Other dietary supplements: Magnesium doesn’t increase the calcium absorption but decrease the GI side effects [17]. Excessive Vitamin A was harmful for the bones in large doses (more than 100000 IU) [18]. Vitamin K (1mg/ day) has been found to decrease the bone turnover and hence decrease the bone loss [19]. Natural estrogens (isoflavones) were thought to prevent bone loss but there has not been any scientific evidence for the same [20-22].
Alcohol: Excessive alcohol intake causes bone loss [23]. Postmenopausal women should take a maximum of 7 drinks a week.
Caffeine: Postmenopausal osteoporotic women should limit their caffeine intake less than 1-2 servings/day as it decreases the intestinal absorption of calcium [24].
Smoking: It is associated with osteoporotic fractures. Patients who give up smoking are at a lesser risk than those who are active smokers [25].
Exercise: Regular light exercises (30-40 mins) everyday increases the muscle strength and it has been seen that it also causes the bone strength to increase [26,27]. However patients with severe osteoporosis should avoid heavy exercises like lifting weights or excessive pushing or pulling.
Prevention of risk factors for Post-menopausal osteoporosis
Spine Imaging: to rule out any fractures
BMD: measured either at the spine or the neck of femur. It can be used to assess the probability of fracture in the next 10 years in a patient using the FRAX tool. However, this modality is still expensive and the benefit to the society is still not confirmed. Lists of indications have been summarized in Table 4.
Treatment of Osteoporosis
Candidates requiring treatment for osteoporosis include [28]:
Drugs approved for postmenopausal osteoporosis have been listed along with their dosage in Table 5 and their possible effects on fracture risk reduction have been mentioned in Table 6. Concomitant use of anti-osteoporotic drugs was thought to reduce the fracture risk better than using a single drug [29]. However, further studies have led to the non-recommendation of this practice [30]. The sequential use of drugs, first the anabolic group followed by the anti resorptive drugs has been found to be beneficial for patients [31].

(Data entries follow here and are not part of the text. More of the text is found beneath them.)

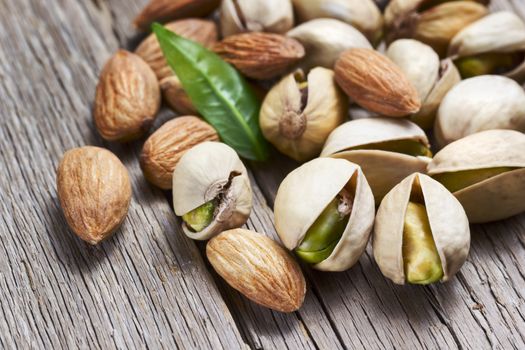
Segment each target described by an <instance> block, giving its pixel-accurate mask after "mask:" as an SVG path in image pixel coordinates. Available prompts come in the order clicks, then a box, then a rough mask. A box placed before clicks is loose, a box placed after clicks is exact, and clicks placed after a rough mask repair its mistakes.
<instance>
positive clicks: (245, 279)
mask: <svg viewBox="0 0 525 350" xmlns="http://www.w3.org/2000/svg"><path fill="white" fill-rule="evenodd" d="M206 255H207V257H208V260H209V261H210V263H211V265H212V266H213V268H214V269H215V271H217V273H218V274H219V275H221V277H222V278H224V279H225V280H226V282H228V284H229V285H230V286H232V287H233V288H235V289H237V290H238V291H239V292H241V293H242V294H244V295H245V296H246V297H247V298H248V299H250V300H252V301H254V302H255V303H257V304H260V305H262V306H264V307H268V308H270V309H273V310H277V311H280V312H293V311H296V310H298V309H299V308H300V307H301V305H302V304H303V301H304V295H305V293H306V282H305V280H304V276H303V273H302V272H301V269H300V267H299V265H298V264H297V263H296V262H295V261H294V260H293V259H292V257H291V256H290V255H289V254H288V253H287V252H286V251H285V250H284V249H283V248H282V247H281V246H280V245H278V244H277V243H276V242H274V241H273V240H271V239H270V238H268V237H266V236H264V235H262V234H259V233H255V232H253V231H248V230H243V229H236V230H230V231H225V232H223V233H221V234H220V235H218V236H217V237H214V238H213V239H211V240H210V242H209V243H208V245H207V246H206Z"/></svg>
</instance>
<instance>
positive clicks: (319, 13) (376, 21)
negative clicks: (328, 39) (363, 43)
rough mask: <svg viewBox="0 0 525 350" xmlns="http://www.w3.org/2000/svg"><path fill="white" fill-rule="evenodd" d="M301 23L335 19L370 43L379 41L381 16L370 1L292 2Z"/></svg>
mask: <svg viewBox="0 0 525 350" xmlns="http://www.w3.org/2000/svg"><path fill="white" fill-rule="evenodd" d="M292 3H293V5H294V9H295V13H296V14H297V17H298V20H299V21H301V22H305V21H309V20H312V19H316V18H335V19H338V20H340V21H343V22H346V23H348V24H351V25H352V26H354V27H355V28H356V29H357V30H359V31H360V32H361V33H363V34H364V35H365V36H366V37H367V38H368V40H369V41H370V42H372V43H378V42H379V40H380V39H381V35H382V28H383V16H382V15H381V11H379V8H378V7H377V5H376V4H375V3H374V1H372V0H292Z"/></svg>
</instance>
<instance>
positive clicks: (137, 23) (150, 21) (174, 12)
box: [133, 0, 220, 31]
mask: <svg viewBox="0 0 525 350" xmlns="http://www.w3.org/2000/svg"><path fill="white" fill-rule="evenodd" d="M219 4H220V0H150V2H149V3H148V4H147V5H146V6H145V7H144V8H143V9H142V11H141V12H140V13H139V14H138V15H137V17H135V20H134V21H133V22H134V24H135V26H136V27H137V28H138V29H141V30H144V31H147V30H149V27H150V25H151V24H152V23H153V22H167V21H171V20H174V19H179V18H187V17H203V16H206V15H208V14H210V13H211V12H212V11H213V10H215V9H216V8H217V7H218V6H219Z"/></svg>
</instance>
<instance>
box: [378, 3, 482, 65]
mask: <svg viewBox="0 0 525 350" xmlns="http://www.w3.org/2000/svg"><path fill="white" fill-rule="evenodd" d="M486 3H488V0H470V1H469V0H465V1H456V0H392V1H390V3H389V4H388V6H387V7H386V9H385V27H386V40H387V42H388V43H391V42H393V41H394V40H396V39H399V38H414V39H417V40H419V41H422V42H424V43H425V44H428V45H430V46H432V48H433V49H434V50H435V51H436V52H437V53H438V54H439V55H440V56H445V55H446V53H447V47H448V45H449V42H450V40H451V39H452V38H453V37H454V35H456V34H457V33H458V32H459V31H460V30H461V29H463V28H464V27H466V26H467V25H469V24H470V23H472V22H474V21H476V20H478V19H480V18H481V17H483V16H485V15H486V14H487V13H488V9H487V8H486V7H485V6H484V5H483V4H486Z"/></svg>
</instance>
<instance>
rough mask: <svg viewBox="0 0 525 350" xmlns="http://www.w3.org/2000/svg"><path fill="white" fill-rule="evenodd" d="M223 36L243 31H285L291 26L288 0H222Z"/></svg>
mask: <svg viewBox="0 0 525 350" xmlns="http://www.w3.org/2000/svg"><path fill="white" fill-rule="evenodd" d="M220 22H221V31H222V35H223V37H226V36H229V35H233V34H238V33H243V32H270V33H279V34H283V33H286V32H287V31H288V30H289V29H290V28H292V27H293V22H294V17H293V8H292V3H291V1H290V0H265V1H259V0H223V1H222V4H221V17H220Z"/></svg>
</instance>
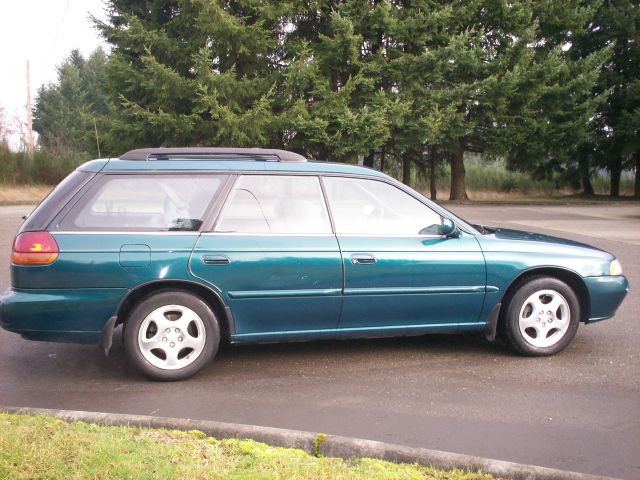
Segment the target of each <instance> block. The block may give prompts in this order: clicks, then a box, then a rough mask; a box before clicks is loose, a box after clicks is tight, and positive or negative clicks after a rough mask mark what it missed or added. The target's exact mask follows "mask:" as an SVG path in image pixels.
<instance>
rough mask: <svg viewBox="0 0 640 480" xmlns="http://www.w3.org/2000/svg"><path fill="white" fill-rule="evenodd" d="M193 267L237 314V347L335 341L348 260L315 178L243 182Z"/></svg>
mask: <svg viewBox="0 0 640 480" xmlns="http://www.w3.org/2000/svg"><path fill="white" fill-rule="evenodd" d="M190 267H191V271H192V273H193V274H194V275H196V276H197V277H199V278H201V279H203V280H205V281H207V282H208V283H210V284H211V285H213V286H214V287H215V288H217V289H218V290H219V291H220V292H221V295H222V296H223V298H224V300H225V302H226V303H227V305H228V306H229V307H230V308H231V311H232V314H233V319H234V324H235V335H234V337H233V339H234V341H256V340H276V339H286V338H300V337H301V336H304V334H309V335H310V336H313V337H317V336H322V335H323V334H326V335H332V334H333V330H334V329H335V328H336V326H337V323H338V319H339V315H340V306H341V291H342V281H343V277H342V260H341V256H340V250H339V248H338V243H337V240H336V238H335V236H334V235H333V233H332V229H331V222H330V220H329V214H328V211H327V207H326V203H325V201H324V197H323V194H322V189H321V186H320V180H319V178H318V177H317V176H313V175H311V176H309V175H284V174H280V175H271V174H269V175H267V174H254V175H242V176H239V177H238V178H237V180H236V183H235V185H234V187H233V189H232V191H231V193H230V194H229V197H228V199H227V202H226V204H225V205H224V207H223V209H222V212H221V213H220V216H219V219H218V221H217V223H216V225H215V228H214V229H213V231H211V232H209V233H203V234H202V235H201V237H200V239H199V240H198V243H197V245H196V247H195V249H194V251H193V254H192V257H191V262H190Z"/></svg>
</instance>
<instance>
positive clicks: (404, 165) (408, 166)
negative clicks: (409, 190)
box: [402, 153, 411, 186]
mask: <svg viewBox="0 0 640 480" xmlns="http://www.w3.org/2000/svg"><path fill="white" fill-rule="evenodd" d="M402 183H404V184H405V185H408V186H411V157H409V154H407V153H405V154H404V155H402Z"/></svg>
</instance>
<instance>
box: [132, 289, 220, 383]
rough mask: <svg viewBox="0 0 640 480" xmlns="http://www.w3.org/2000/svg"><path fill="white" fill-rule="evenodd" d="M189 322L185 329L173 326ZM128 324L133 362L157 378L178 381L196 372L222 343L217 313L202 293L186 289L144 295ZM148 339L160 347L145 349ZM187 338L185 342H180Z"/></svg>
mask: <svg viewBox="0 0 640 480" xmlns="http://www.w3.org/2000/svg"><path fill="white" fill-rule="evenodd" d="M152 313H153V315H152ZM154 318H156V319H157V320H154ZM185 324H186V325H187V326H185V327H184V328H182V330H181V329H180V328H173V327H174V326H175V327H182V326H183V325H185ZM125 325H126V328H124V330H123V339H124V347H125V351H126V353H127V357H128V359H129V362H130V363H131V364H132V365H133V366H134V367H135V368H136V370H138V371H139V372H141V373H142V374H143V375H145V376H146V377H148V378H151V379H153V380H160V381H174V380H183V379H185V378H189V377H191V376H193V375H194V374H196V373H197V372H199V371H200V370H202V369H203V368H204V367H205V366H207V365H208V364H209V362H210V361H211V360H212V359H213V357H214V356H215V355H216V353H217V351H218V347H219V344H220V327H219V324H218V320H217V319H216V316H215V314H214V313H213V311H212V310H211V308H209V306H208V305H207V304H206V303H205V302H204V301H203V300H202V299H201V298H200V297H198V296H196V295H193V294H191V293H188V292H185V291H180V290H173V291H167V290H165V291H160V292H158V293H156V294H153V295H151V296H148V297H146V298H144V299H143V300H142V301H140V302H139V303H138V304H137V305H136V306H135V307H134V308H133V310H131V313H130V314H129V317H128V319H127V320H126V324H125ZM164 327H166V329H165V328H164ZM141 329H143V331H142V332H141ZM165 331H166V332H168V333H166V334H165V333H164V332H165ZM154 332H155V333H154ZM176 332H178V333H176ZM185 332H186V333H185ZM149 335H151V336H149ZM174 337H175V338H174ZM144 339H148V340H149V342H150V345H151V347H153V346H157V347H158V348H151V347H149V348H148V349H147V350H148V351H147V352H143V350H142V347H141V342H144V341H145V340H144ZM163 339H164V342H163V343H161V342H162V340H163ZM183 339H184V341H185V343H180V342H183ZM187 342H191V343H193V344H194V345H195V344H196V343H197V345H196V346H194V345H187ZM185 345H186V348H185ZM192 347H193V348H192ZM162 355H164V360H163V358H162ZM192 356H193V357H194V358H191V357H192ZM170 362H173V364H171V365H170ZM163 363H164V364H165V365H163Z"/></svg>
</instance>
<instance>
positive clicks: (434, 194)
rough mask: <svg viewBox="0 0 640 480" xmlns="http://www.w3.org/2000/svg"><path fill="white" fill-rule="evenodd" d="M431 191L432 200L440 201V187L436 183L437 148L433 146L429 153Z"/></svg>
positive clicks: (429, 180)
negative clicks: (436, 160)
mask: <svg viewBox="0 0 640 480" xmlns="http://www.w3.org/2000/svg"><path fill="white" fill-rule="evenodd" d="M429 154H430V155H429V190H430V193H431V200H433V201H436V200H437V199H438V186H437V184H436V181H437V180H438V179H437V178H436V146H435V145H431V148H430V152H429Z"/></svg>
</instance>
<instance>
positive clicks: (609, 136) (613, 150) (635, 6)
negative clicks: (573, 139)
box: [575, 0, 640, 198]
mask: <svg viewBox="0 0 640 480" xmlns="http://www.w3.org/2000/svg"><path fill="white" fill-rule="evenodd" d="M603 48H609V49H610V51H611V56H610V58H609V59H608V61H607V62H605V64H604V65H603V67H602V69H601V70H600V75H599V77H598V81H597V84H596V86H595V87H594V89H593V96H594V97H600V98H602V100H603V101H602V102H601V103H600V105H599V108H598V109H597V112H596V114H595V115H594V117H593V121H592V124H591V137H590V139H589V141H588V142H587V143H586V144H585V146H584V150H583V152H585V153H584V155H583V156H582V157H581V159H582V163H583V169H584V168H588V169H591V168H594V167H604V168H606V169H607V170H608V171H609V173H610V176H611V188H610V192H609V193H610V195H611V196H614V197H617V196H618V195H620V176H621V174H622V171H623V170H624V169H632V168H635V171H636V185H635V196H636V197H638V198H640V5H638V2H637V1H632V0H604V1H603V2H602V4H601V5H600V6H599V8H598V10H597V13H596V14H595V15H594V17H593V20H592V22H591V23H590V24H589V26H588V29H587V30H586V31H585V32H584V33H583V34H582V35H580V36H579V37H578V38H576V42H575V49H576V51H578V52H580V54H582V55H588V54H590V53H592V52H594V51H598V50H600V49H603Z"/></svg>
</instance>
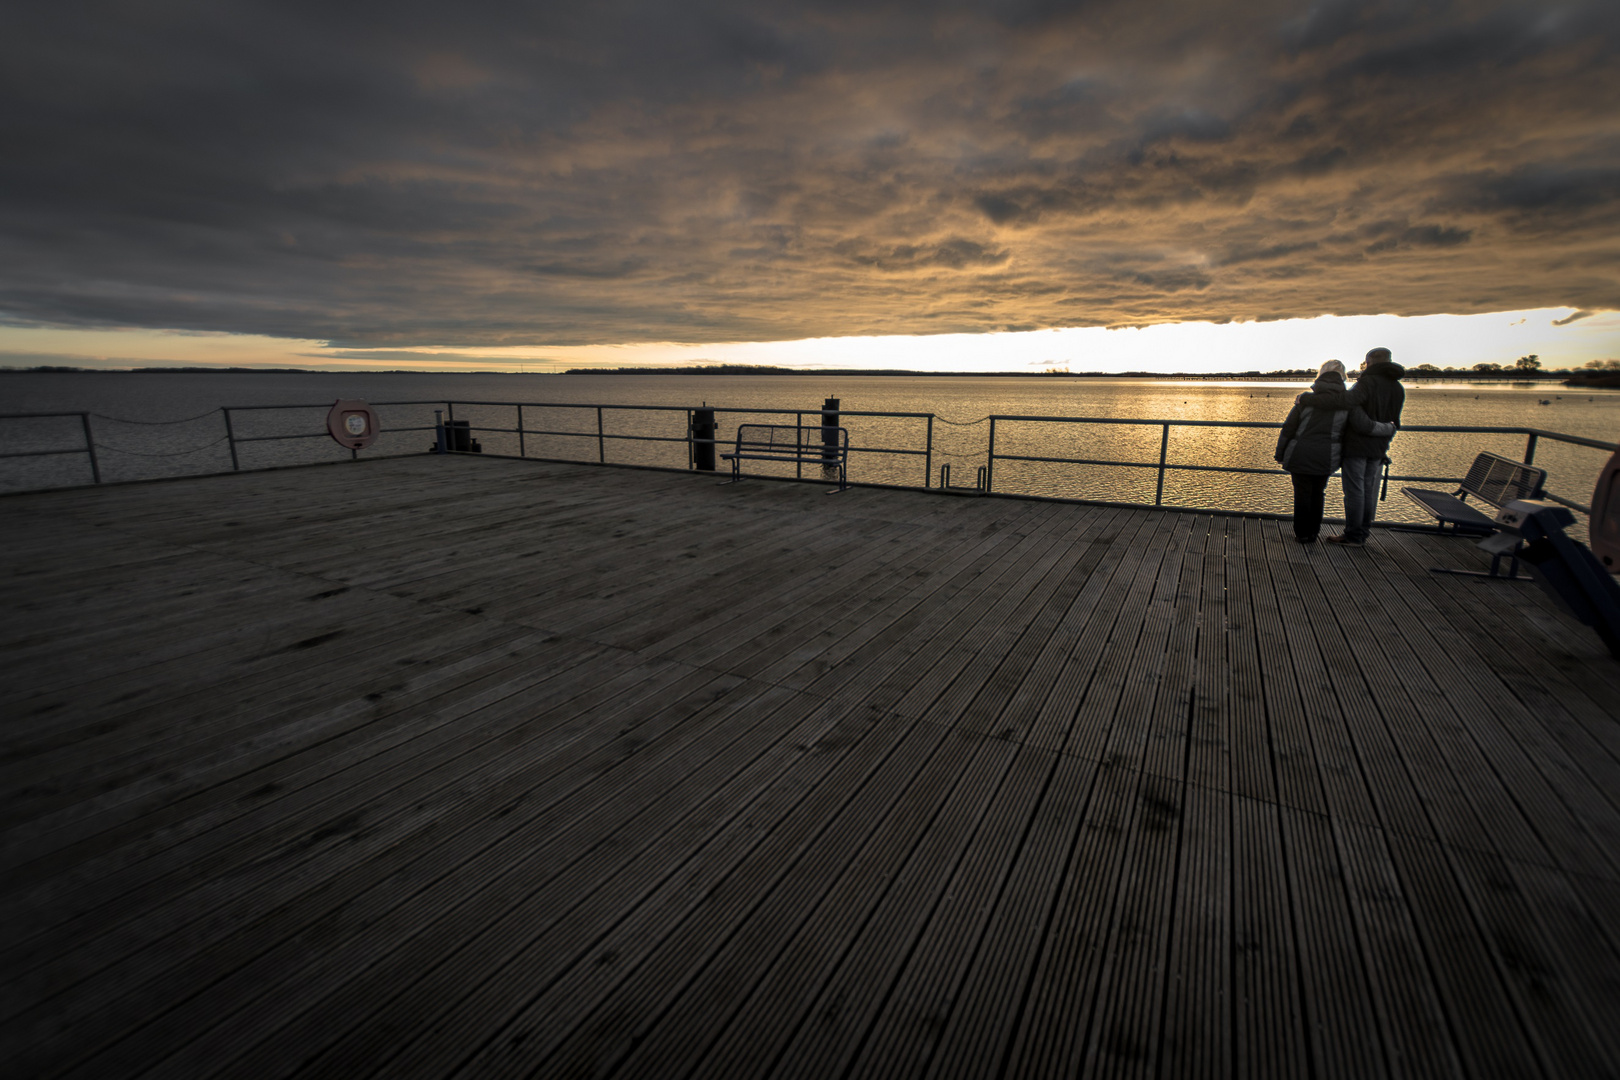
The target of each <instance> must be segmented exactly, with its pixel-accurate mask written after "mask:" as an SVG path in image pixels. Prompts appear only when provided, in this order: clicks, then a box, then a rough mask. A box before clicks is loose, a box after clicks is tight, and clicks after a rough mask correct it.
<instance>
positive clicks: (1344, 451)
mask: <svg viewBox="0 0 1620 1080" xmlns="http://www.w3.org/2000/svg"><path fill="white" fill-rule="evenodd" d="M1403 374H1406V369H1405V368H1401V366H1400V364H1396V363H1393V361H1392V359H1390V350H1387V348H1374V350H1371V351H1369V353H1367V358H1366V359H1362V361H1361V374H1359V376H1358V377H1356V385H1354V387H1353V389H1349V390H1346V389H1345V364H1341V363H1340V361H1336V359H1330V361H1327V363H1325V364H1322V369H1320V372H1319V374H1317V379H1315V382H1312V384H1311V390H1309V392H1307V393H1301V395H1299V397H1296V398H1294V408H1293V410H1290V413H1288V419H1286V421H1283V431H1281V436H1280V437H1278V439H1277V461H1278V463H1280V465H1281V466H1283V468H1285V470H1288V473H1291V474H1293V481H1294V539H1298V541H1299V542H1301V544H1314V542H1315V541H1317V534H1319V533H1320V531H1322V502H1324V497H1325V494H1327V481H1328V478H1330V476H1332V474H1333V470H1338V471H1340V479H1341V481H1343V484H1345V531H1343V533H1340V534H1338V536H1328V538H1327V539H1328V542H1330V544H1345V546H1346V547H1364V546H1366V544H1367V536H1369V534H1371V533H1372V518H1374V515H1375V512H1377V505H1379V471H1380V470H1382V468H1383V463H1385V461H1387V460H1388V452H1390V439H1392V437H1393V436H1395V429H1396V426H1398V424H1400V423H1401V405H1405V403H1406V389H1405V387H1403V385H1401V376H1403Z"/></svg>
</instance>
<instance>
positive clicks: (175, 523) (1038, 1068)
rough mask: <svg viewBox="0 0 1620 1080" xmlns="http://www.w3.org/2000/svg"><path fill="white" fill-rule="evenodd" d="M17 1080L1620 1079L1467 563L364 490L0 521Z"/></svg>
mask: <svg viewBox="0 0 1620 1080" xmlns="http://www.w3.org/2000/svg"><path fill="white" fill-rule="evenodd" d="M0 526H3V529H5V551H6V559H5V606H6V622H5V627H3V644H0V657H3V672H5V688H3V701H0V704H3V709H5V717H3V758H0V772H3V777H5V784H3V787H0V797H3V814H5V850H3V873H0V882H3V884H0V904H3V912H0V916H3V918H0V925H3V926H5V939H3V952H5V960H3V972H5V989H3V999H0V1017H3V1020H0V1038H3V1054H0V1064H3V1069H5V1075H8V1077H55V1075H70V1077H120V1078H122V1077H136V1075H154V1077H211V1075H227V1077H283V1075H309V1077H340V1078H343V1080H355V1078H360V1077H368V1075H377V1077H450V1075H468V1077H606V1075H612V1077H625V1078H629V1077H658V1078H664V1077H766V1075H770V1077H933V1075H941V1077H1058V1075H1077V1074H1081V1072H1084V1074H1087V1075H1140V1077H1150V1075H1163V1077H1205V1075H1207V1077H1356V1078H1366V1077H1380V1075H1413V1077H1450V1075H1469V1077H1473V1075H1481V1077H1486V1075H1492V1077H1494V1075H1511V1077H1533V1075H1555V1077H1601V1075H1617V1072H1620V724H1617V719H1620V716H1617V714H1620V664H1617V662H1615V661H1612V659H1610V657H1609V656H1607V653H1605V651H1604V649H1602V646H1601V644H1599V643H1597V638H1596V636H1594V635H1591V633H1589V631H1586V630H1584V628H1581V627H1579V625H1576V623H1575V622H1573V620H1570V619H1567V617H1563V615H1560V614H1558V612H1557V610H1555V609H1554V607H1552V606H1550V604H1549V602H1547V601H1545V597H1544V596H1542V594H1541V591H1539V589H1537V588H1536V586H1533V585H1508V583H1484V581H1477V580H1468V578H1447V576H1440V575H1432V573H1429V572H1427V567H1430V565H1435V563H1442V565H1464V563H1471V565H1484V563H1486V559H1484V555H1481V554H1479V552H1476V551H1474V549H1473V546H1471V544H1469V542H1468V541H1458V539H1435V538H1429V536H1414V534H1396V533H1385V531H1382V529H1380V531H1377V533H1375V538H1374V541H1372V544H1371V546H1369V547H1367V549H1366V551H1336V549H1327V547H1315V549H1302V547H1299V546H1298V544H1293V542H1290V541H1288V539H1286V533H1288V526H1286V525H1278V523H1275V521H1260V520H1243V518H1228V517H1212V515H1191V513H1160V512H1153V510H1123V508H1106V507H1081V505H1066V504H1050V502H1021V500H1001V499H959V497H944V495H927V494H920V492H902V491H873V489H854V491H851V492H846V494H839V495H833V497H829V495H825V494H823V492H821V489H820V487H813V486H799V484H782V483H768V481H748V483H744V484H737V486H724V487H723V486H719V484H718V483H716V479H714V478H708V476H684V474H666V473H643V471H625V470H604V468H591V466H565V465H544V463H533V461H510V460H468V458H449V460H439V458H426V457H423V458H407V460H390V461H371V463H361V465H342V466H319V468H305V470H288V471H277V473H259V474H241V476H228V478H206V479H186V481H173V483H156V484H139V486H128V487H115V489H92V491H78V492H53V494H36V495H19V497H8V499H3V500H0Z"/></svg>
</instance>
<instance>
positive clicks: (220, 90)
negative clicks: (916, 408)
mask: <svg viewBox="0 0 1620 1080" xmlns="http://www.w3.org/2000/svg"><path fill="white" fill-rule="evenodd" d="M1612 55H1620V3H1615V2H1614V0H1591V2H1586V3H1557V2H1555V0H1554V2H1537V3H1450V2H1445V0H1403V2H1379V0H1367V2H1328V3H1281V2H1267V0H1241V2H1239V0H1207V2H1202V3H1153V2H1149V0H1136V2H1126V0H1119V2H1116V0H987V2H982V3H972V2H962V0H956V2H949V0H946V2H943V3H927V5H915V3H885V2H881V0H862V2H860V3H855V2H846V0H823V2H820V3H771V2H770V0H765V2H761V0H750V2H748V3H740V2H737V3H734V2H721V0H687V2H682V3H672V2H667V0H666V2H658V3H654V2H650V0H599V2H593V3H590V5H557V3H535V5H510V3H481V2H478V0H467V2H462V3H457V5H428V3H402V2H399V0H392V2H390V3H371V2H364V0H361V2H345V3H339V5H332V3H292V2H285V0H282V2H277V3H245V2H241V0H207V2H206V3H204V2H185V0H168V2H165V3H143V5H133V3H125V2H122V0H120V2H113V3H75V5H19V8H18V10H13V11H10V13H8V29H6V34H5V36H0V146H5V147H6V151H5V154H3V155H0V364H18V366H26V364H34V363H84V364H86V366H120V364H123V363H125V361H128V363H130V364H144V363H215V364H219V363H246V364H277V366H282V364H292V366H348V368H364V366H387V368H411V366H420V368H468V366H522V368H525V369H530V366H533V369H559V368H562V366H598V364H638V363H651V364H663V363H700V361H716V363H718V361H729V363H779V364H787V366H821V368H826V366H878V368H919V369H953V371H987V369H1000V371H1022V369H1034V368H1043V366H1059V364H1061V366H1069V368H1071V369H1074V371H1081V369H1160V371H1200V369H1233V368H1238V369H1249V368H1259V369H1273V368H1283V366H1302V364H1304V363H1307V361H1309V363H1317V361H1319V359H1320V358H1325V356H1340V358H1345V359H1349V358H1351V356H1354V355H1359V353H1358V350H1364V348H1367V347H1371V345H1374V343H1383V345H1390V347H1392V348H1396V350H1398V355H1403V350H1405V353H1409V358H1411V359H1414V361H1417V356H1419V355H1422V358H1424V359H1422V361H1417V363H1437V364H1442V366H1448V364H1463V363H1474V361H1477V359H1490V361H1497V363H1511V361H1513V359H1515V356H1518V355H1524V353H1529V351H1536V353H1539V355H1542V358H1544V363H1547V361H1552V363H1554V364H1557V366H1578V364H1579V363H1584V361H1586V359H1599V358H1615V356H1620V321H1617V316H1615V313H1617V309H1620V76H1617V65H1614V63H1612V62H1610V57H1612ZM1301 355H1302V356H1304V359H1301ZM1228 358H1239V359H1244V363H1241V364H1228V363H1226V359H1228ZM1453 358H1455V359H1453ZM1217 359H1220V361H1221V363H1220V364H1217V363H1215V361H1217ZM1139 361H1140V363H1139Z"/></svg>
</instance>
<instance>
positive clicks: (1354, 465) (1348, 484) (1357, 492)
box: [1338, 458, 1383, 544]
mask: <svg viewBox="0 0 1620 1080" xmlns="http://www.w3.org/2000/svg"><path fill="white" fill-rule="evenodd" d="M1382 471H1383V458H1345V461H1343V463H1341V465H1340V466H1338V476H1340V479H1341V481H1345V536H1348V538H1349V539H1353V541H1361V542H1362V544H1366V542H1367V538H1369V536H1372V518H1375V517H1377V513H1379V474H1380V473H1382Z"/></svg>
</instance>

BMD in progression of the treatment
BMD may be used for the prognosis and the follow-up of the treatment of osteoporosis. The treatment is said to have failed if there is substantial fall in the BMD or any fracture occurrence.
Operative treatment for osteoporosis
Most commonly occurring fractures are the vertebral fractures and there has always been a difference of opinion regarding the management of the same. Vertebroplasty though decreases the pain instantly but doesn’t increase the vertebral height to normal whereas, Kyphoplasty increases the vertebral height along with the reduction in the pain but is expensive [32- 36]. The surgeon should be careful in the fixation of the other fractures by using locking plates and HA coated implants to provide a stable fixation.
Conclusion
The incidence of postmenopausal osteoporosis is on the rise and one should be careful in the management and suitable pharmacotherapy should be given which is tailor made for each and every patient.